What I find occurring is a process of "body-building".  I'll sit down and start cranking the words out, and that feeling of jumping from the cliff hits me (but atleast I have a parachute -- I know where the story is generally going to lead because I put some thought into it).  Those primordial words and phrases, those crude sketches of character, of action, of dialogue splatter upon the page, then gel and harden as the story is constructed.  Eventually, I find myself with a completed story in the very roughest of terms.  It is merely a skeleton of a story, mostly action and dialogue.  Scant description of the setting is in place, very little deep characterization has come forth, and the purple prose is almost non-existent.  But at least I have a rough draft, something to go with, and even though it is just a skeleton, at least it is the structure of something vaguely resembling the remains of a human being (or maybe a walrus).  Somewhere in the middle of all this I will do some research on various things just to make sure what I am trying to portray in the story is plausible and reasonably fits within the bounds of physics or other tenets of reality (this is especially true if I happen to be writing a hard science fiction piece -- which does not happen, being that I am more of a fantasy writer with a decidedly absurdist bent to things). 

Then comes the second draft ... sometime much much later in the future.  I usually set the rough draft aside for some time (weeks, months ... perhaps years) just to get a little emotional detachment, but also mainly to begin looking at the story from a critical standpoint.  I want to determine at this point things like what settings, characters, and objects need to be described either thoroughly or more thoroughly than I had barely managed to do in the rough draft.  I will also begin formulating more dimensions (beyond the three) to the characters -- their personalities, their motivations, their associations and interactions with other characters in the story, etc.  This second draft will also have a bit more detailed research, if necessary, to make sure that things are correctly depicted as they should be.  I call the second draft the musculature where I am placing the meat on the bones of that skeletal first draft.

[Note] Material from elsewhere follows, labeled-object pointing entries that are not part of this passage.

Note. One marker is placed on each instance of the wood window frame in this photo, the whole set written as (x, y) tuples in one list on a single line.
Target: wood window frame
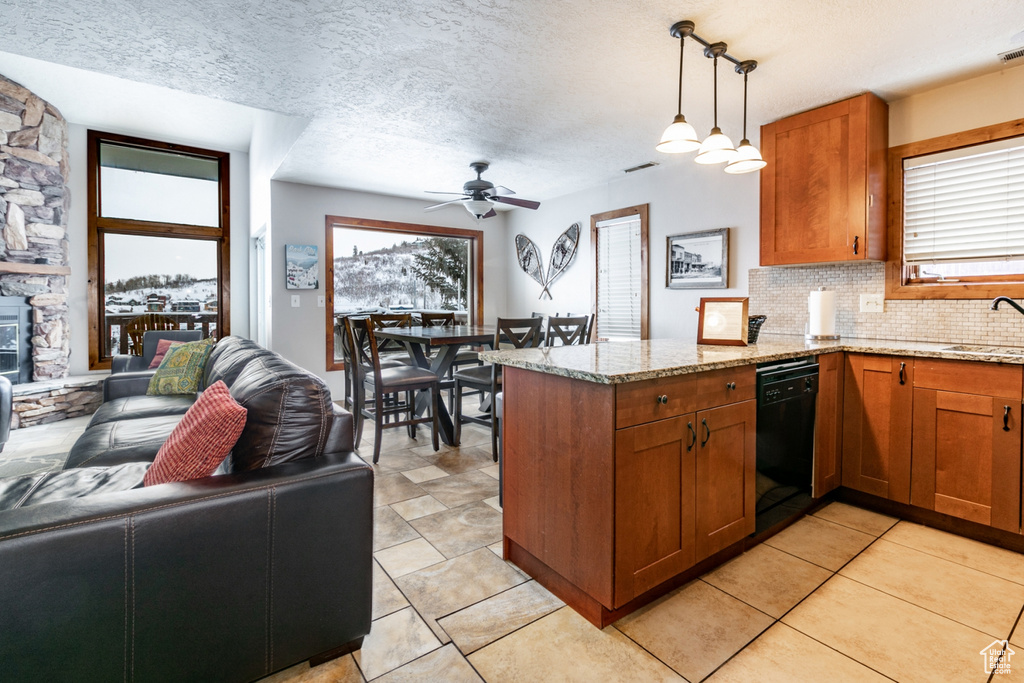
[(475, 265), (897, 274), (98, 226), (640, 210)]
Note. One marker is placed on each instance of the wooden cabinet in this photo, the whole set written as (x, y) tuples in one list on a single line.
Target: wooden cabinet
[(823, 191), (967, 441), (877, 425)]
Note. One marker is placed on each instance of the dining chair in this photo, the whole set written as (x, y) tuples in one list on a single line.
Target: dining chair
[(399, 381), (567, 331), (514, 332)]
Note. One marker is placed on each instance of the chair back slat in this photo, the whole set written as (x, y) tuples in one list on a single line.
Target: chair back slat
[(566, 331)]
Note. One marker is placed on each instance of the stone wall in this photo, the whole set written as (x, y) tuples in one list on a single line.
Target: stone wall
[(34, 203)]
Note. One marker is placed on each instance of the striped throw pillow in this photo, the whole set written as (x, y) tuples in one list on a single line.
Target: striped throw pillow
[(202, 440)]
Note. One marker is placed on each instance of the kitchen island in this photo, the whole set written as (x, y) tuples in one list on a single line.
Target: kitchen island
[(629, 467)]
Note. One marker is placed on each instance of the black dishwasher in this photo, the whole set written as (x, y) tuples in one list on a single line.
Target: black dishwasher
[(786, 393)]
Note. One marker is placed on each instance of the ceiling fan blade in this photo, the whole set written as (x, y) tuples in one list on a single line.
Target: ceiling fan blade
[(525, 204), (444, 204)]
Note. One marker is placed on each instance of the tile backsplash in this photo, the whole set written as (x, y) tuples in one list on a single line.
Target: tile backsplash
[(780, 293)]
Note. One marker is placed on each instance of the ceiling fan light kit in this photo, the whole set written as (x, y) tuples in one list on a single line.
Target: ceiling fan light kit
[(717, 147)]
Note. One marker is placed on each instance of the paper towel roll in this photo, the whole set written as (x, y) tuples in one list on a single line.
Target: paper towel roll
[(821, 306)]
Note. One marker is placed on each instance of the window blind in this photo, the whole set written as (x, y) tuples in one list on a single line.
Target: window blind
[(619, 280), (965, 205)]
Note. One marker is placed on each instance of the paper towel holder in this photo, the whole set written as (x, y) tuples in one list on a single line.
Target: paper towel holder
[(816, 338)]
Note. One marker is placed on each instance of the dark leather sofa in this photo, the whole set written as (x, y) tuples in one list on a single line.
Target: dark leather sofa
[(228, 578)]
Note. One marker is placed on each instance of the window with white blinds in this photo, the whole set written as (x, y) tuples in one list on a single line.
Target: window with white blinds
[(965, 205), (619, 281)]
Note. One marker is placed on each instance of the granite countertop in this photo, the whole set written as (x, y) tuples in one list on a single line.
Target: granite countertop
[(615, 363)]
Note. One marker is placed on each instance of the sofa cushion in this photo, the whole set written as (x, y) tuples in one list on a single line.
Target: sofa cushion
[(38, 488), (181, 370), (131, 408), (290, 413), (202, 439), (121, 441)]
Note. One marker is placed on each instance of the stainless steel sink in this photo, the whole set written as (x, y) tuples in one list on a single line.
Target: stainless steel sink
[(991, 350)]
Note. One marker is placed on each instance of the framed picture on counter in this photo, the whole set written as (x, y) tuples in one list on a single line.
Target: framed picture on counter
[(723, 321), (697, 260)]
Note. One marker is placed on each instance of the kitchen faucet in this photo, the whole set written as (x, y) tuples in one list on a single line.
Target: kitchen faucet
[(997, 300)]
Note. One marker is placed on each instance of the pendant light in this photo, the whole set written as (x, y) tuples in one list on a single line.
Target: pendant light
[(679, 137), (717, 147), (748, 158)]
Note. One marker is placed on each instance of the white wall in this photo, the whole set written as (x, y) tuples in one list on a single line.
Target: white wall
[(298, 214), (683, 197), (78, 238)]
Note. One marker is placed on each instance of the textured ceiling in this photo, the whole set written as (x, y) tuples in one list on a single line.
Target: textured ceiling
[(557, 95)]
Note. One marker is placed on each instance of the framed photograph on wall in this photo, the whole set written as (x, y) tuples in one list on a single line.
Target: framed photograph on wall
[(723, 321), (301, 266), (697, 260)]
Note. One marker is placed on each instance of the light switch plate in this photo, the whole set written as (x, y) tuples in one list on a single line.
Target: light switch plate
[(872, 303)]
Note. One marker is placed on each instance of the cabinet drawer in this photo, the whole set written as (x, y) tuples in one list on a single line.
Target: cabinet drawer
[(720, 387), (985, 379), (637, 402)]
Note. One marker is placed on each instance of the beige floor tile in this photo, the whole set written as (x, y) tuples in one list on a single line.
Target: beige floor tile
[(427, 473), (857, 518), (495, 617), (394, 640), (820, 542), (562, 646), (393, 487), (979, 600), (784, 655), (444, 664), (390, 528), (387, 597), (407, 557), (997, 561), (445, 588), (694, 629), (460, 530), (418, 507), (893, 637), (768, 579), (461, 488)]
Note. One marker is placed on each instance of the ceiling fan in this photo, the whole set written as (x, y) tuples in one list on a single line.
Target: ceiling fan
[(480, 196)]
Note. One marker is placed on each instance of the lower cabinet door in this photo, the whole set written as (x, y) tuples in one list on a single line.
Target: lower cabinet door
[(726, 460), (653, 504), (967, 460)]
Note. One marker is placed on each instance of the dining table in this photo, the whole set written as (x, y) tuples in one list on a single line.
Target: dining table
[(435, 347)]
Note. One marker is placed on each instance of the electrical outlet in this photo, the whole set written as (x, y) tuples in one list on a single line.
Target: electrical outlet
[(872, 303)]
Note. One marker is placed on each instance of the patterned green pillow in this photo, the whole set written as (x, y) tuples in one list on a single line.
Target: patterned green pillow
[(181, 370)]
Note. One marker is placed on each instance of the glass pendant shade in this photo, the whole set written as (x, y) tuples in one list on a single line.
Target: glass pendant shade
[(748, 159), (717, 148), (679, 137)]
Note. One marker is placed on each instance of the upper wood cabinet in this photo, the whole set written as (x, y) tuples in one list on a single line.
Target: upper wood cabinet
[(823, 191)]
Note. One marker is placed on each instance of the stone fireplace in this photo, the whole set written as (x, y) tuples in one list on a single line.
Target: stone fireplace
[(34, 202)]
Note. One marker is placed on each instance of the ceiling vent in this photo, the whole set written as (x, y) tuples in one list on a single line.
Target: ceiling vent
[(641, 167), (1012, 54)]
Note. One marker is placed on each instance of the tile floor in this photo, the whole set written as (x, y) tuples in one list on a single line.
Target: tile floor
[(845, 595)]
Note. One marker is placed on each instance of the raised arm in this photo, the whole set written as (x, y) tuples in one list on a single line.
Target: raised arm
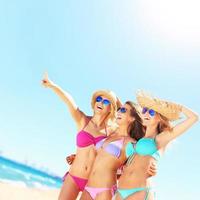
[(165, 137), (78, 115)]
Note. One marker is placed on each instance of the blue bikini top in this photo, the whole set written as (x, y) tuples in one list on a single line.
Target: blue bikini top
[(144, 147)]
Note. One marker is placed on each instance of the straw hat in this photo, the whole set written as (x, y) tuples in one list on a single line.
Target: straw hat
[(110, 95), (167, 109)]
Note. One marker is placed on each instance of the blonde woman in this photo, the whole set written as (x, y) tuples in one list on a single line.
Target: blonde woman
[(91, 129)]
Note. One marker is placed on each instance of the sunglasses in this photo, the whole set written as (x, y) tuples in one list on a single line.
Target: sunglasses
[(122, 110), (105, 102), (151, 111)]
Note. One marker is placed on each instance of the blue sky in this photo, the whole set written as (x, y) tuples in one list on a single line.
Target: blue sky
[(90, 45)]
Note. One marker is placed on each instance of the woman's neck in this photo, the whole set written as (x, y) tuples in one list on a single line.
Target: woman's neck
[(99, 120), (122, 130), (151, 132)]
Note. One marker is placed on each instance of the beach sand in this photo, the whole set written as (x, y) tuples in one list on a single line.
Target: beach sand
[(10, 191)]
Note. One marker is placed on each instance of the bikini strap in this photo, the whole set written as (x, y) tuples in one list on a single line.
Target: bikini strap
[(106, 130)]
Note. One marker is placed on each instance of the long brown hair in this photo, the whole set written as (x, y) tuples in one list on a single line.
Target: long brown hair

Once done there, I might then again, let the story sit, but probably not for quite as long as I would have after the first draft (after all, I don't want the meat to spoil on the bone).  In the third draft, I am at this point still refining such things as description of setting and characters, but with greater emphasis on drafting the purple prose -- placing metaphor and simile, and looking more towards using exact words to replace those initial rough draft, crude/general words.  And I will also look at things such as the overall theme and the milieu of the story just to make sure I am correctly (at least from my standpoint as the writer) evoking the emotional response I want to instill in the reader.  The third draft is the guts of the story -- more precisely the stomach, intestines, heart, and lungs, etc.

It is a fleshing out of the story until at this stage I have something that resembles a living breathing organism (human or walrus).  There will at this point still be further revisions beyond the third draft.  After all, the thing's going to need eyeballs and toe nails, and a little hair on its backside.  So further revisions are necessary.  And it truly is the detail work, the tedious going over and over again of the body that really makes the story something worth publishing.  True, the skeleton of the idea was the foundation, the framework, but that fine stitching of skin over the muscles and organs, that pinpoint accuracy of using just the right word in the right sentence in the exact scene is what takes the idea to the point of being worthy of seeing the light of day, of being taken out for a walk around the grounds.  And so with each little application of eyelashes and armpit hair I work it until the story is almost nearly perfect (at least as perfect as a human or a walrus can be), until eventually, one day what was once just a skeleton suddenly takes its first breath ... and I yell out (at least in my head) the immortal words of Dr. Frankenstein, "It's alive!"